Here, we present an overview of recent spread and evolution of MDR Mtbc strains, based on 20 years of genomic transmission analysis of Mtbc strains obtained in the five Central Asian Republics Uzbekistan, Turkmenistan, Tajikistan, Kazakhstan and Kyrgyzstan. The dataset comprises 2247 high quality whole genome sequences from 2001 to 2019. Out of these, 1001 strains were MDR, 229 strains were pre-XDR, and 15 were XDR. Phylogenetic strain classification showed L2 strains are dominant (n=1611), followed by strains of L4 (n=592).

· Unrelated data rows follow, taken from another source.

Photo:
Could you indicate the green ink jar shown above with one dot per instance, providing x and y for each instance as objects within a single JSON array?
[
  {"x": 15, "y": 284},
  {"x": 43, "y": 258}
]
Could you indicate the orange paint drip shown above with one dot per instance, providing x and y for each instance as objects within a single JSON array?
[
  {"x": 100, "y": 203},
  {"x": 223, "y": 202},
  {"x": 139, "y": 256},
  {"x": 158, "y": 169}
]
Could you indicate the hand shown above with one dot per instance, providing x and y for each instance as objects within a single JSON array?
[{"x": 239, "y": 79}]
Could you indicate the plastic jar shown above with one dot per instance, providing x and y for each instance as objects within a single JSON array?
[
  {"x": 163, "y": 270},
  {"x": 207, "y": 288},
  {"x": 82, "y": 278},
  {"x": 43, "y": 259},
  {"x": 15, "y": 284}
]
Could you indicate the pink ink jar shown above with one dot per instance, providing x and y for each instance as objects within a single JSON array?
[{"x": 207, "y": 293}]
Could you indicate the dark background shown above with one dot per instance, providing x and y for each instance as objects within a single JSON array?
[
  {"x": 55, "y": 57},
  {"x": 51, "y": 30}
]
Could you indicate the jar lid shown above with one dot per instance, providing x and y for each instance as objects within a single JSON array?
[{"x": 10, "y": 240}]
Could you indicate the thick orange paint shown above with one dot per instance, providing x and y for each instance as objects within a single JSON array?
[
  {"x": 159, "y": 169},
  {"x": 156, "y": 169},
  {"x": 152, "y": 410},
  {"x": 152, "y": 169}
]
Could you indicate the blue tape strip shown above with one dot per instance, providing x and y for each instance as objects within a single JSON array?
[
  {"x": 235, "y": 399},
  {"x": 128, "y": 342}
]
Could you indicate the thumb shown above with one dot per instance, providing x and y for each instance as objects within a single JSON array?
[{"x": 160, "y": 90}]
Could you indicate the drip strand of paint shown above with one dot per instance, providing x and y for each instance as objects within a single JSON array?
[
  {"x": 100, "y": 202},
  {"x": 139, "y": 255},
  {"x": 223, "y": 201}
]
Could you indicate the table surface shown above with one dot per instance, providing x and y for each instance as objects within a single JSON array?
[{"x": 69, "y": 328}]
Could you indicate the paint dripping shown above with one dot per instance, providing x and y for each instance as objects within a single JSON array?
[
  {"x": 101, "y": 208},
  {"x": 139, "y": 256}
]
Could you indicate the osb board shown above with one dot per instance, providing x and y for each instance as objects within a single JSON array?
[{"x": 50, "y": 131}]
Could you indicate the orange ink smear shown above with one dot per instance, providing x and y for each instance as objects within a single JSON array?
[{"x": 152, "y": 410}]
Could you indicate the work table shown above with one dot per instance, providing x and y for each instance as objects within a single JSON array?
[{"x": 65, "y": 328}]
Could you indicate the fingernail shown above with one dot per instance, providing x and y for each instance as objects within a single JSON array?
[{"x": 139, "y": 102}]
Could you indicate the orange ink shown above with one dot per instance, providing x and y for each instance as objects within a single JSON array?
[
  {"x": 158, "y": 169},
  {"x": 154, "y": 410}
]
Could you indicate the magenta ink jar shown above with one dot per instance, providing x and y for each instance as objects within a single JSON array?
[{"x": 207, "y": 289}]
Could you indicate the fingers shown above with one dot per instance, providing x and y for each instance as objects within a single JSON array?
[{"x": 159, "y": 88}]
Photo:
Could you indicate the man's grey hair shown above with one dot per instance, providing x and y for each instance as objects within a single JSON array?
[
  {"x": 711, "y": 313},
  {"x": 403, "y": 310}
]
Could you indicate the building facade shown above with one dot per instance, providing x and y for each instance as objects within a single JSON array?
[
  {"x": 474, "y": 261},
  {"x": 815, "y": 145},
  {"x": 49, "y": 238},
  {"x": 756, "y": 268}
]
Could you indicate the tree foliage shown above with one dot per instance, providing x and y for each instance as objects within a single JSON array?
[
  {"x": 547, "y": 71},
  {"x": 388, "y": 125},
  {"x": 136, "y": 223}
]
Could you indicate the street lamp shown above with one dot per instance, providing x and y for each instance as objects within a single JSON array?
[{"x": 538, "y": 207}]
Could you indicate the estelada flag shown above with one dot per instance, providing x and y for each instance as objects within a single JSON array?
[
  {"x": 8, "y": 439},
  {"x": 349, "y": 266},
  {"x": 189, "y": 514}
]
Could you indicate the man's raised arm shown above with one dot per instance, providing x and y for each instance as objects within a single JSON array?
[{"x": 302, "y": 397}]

Bayesian effective population reconstructions correlate recent crisis such as the 1992 - 1997 Tajikistani Civil War and the 2008 Central Asia energy crisis with rapid expansion of modern L2 epidemic clones e.g. “W148” and "Central Asian Outbreak”, in 3 stacking waves. Ancestral geographical states inferences reveal that L2 experimented more inter-countries movements than L4, which is consistent with a most recent local implementation and efficient spreading of the former.
While sampling bias must be accounted for, the results obtained draw a recent history of recent replacement of Lineage 4 tuberculosis strains with most epidemically successful Lineage 2 modern clones in Central Asia.